Can oğlanın dördüncü ayının sonundaki durumu ise uykusu geldiğinde kucağımızda emziğini ağızına veriyoruz, polar uyku arkadaşını da eline tutturuyoruz, piş piş piş, uykuya dalmadan yatağa bırakış ve tırım tırım odadan kaçış :) Sonrasında kameradan izleme ve 15 dakika içerisinde emziği ağızından pıttt diye almak. İşte hayatımız böyle :) (Üçüncü ayın sonunda Avent Soothie emziğim 3 ay+ olanına geçiş yaptık)

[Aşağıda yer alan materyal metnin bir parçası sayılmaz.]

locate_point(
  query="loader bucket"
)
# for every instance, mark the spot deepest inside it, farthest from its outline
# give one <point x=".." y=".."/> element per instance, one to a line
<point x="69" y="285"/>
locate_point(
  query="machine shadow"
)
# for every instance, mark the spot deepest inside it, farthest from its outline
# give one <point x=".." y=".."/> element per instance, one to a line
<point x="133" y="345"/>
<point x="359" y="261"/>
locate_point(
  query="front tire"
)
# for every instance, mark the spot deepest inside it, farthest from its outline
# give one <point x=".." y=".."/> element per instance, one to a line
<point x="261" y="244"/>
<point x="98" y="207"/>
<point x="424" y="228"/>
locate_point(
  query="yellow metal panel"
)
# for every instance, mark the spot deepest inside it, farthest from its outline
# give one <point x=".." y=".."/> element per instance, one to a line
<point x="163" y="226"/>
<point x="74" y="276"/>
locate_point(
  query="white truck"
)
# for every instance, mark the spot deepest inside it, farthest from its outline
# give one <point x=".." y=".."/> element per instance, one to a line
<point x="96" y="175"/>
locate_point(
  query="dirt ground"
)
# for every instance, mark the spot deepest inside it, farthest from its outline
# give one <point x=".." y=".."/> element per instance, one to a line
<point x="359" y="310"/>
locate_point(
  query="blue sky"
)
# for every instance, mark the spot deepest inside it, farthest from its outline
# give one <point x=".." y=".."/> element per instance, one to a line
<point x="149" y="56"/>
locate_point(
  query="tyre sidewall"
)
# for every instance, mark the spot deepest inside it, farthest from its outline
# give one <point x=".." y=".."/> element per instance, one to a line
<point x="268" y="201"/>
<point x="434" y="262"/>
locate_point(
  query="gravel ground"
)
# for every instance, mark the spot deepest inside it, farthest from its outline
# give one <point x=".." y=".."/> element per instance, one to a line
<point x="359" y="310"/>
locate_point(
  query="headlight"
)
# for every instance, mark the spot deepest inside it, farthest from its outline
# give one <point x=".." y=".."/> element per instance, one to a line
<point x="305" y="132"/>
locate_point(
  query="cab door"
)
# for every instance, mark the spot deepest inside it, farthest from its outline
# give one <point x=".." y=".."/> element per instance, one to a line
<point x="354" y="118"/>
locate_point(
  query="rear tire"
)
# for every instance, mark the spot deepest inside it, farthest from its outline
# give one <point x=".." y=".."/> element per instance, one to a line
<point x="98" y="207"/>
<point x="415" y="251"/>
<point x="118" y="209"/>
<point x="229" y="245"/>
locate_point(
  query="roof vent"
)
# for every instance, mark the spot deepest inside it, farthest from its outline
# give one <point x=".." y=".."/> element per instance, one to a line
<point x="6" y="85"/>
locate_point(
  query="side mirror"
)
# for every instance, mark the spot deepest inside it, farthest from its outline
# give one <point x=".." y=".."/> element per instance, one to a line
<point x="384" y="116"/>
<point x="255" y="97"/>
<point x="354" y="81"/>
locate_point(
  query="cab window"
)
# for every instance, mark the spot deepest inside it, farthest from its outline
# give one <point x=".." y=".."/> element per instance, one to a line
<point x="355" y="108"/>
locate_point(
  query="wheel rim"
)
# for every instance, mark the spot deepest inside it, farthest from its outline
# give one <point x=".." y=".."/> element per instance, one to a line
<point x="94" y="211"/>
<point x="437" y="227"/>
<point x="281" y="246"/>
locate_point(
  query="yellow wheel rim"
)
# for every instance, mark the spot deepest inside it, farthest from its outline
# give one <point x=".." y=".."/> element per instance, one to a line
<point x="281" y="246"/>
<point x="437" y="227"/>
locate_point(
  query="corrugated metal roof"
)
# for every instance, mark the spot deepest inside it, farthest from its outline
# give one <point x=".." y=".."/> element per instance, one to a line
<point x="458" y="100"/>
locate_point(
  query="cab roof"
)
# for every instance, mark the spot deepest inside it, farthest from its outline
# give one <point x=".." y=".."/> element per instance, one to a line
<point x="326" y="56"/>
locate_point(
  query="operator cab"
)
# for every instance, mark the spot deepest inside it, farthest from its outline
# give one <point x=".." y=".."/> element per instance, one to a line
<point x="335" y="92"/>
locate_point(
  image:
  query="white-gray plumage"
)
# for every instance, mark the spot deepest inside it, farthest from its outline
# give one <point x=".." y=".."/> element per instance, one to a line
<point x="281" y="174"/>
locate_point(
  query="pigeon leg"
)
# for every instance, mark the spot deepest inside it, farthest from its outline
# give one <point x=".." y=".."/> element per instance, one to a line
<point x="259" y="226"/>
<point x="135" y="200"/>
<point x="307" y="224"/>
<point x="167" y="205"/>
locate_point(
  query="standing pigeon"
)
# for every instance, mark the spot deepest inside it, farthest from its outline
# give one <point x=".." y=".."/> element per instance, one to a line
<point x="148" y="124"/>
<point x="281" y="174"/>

Velhasıl, uzun lafın kısası, elimizde sadece Avent Soothie emziği uyku başlangıcındaki 15 dakikada emen bir bebek var. Biz böyle bir emzik düzeni tutturduk, bakalım bir dahaki değişime kadar böyle gidiyoruz.

Son not, Can oğlumuz sanki en büyük emzik bağımlısı, sokakta pusetle gezerken ağızından emziği düşürmüyor. Bir cok cok emişi var, sanırsınız görmemiş, evde emzik vermiyoruz. İşte çocuk anne babasını utandırırmış dışarıda, alın size :)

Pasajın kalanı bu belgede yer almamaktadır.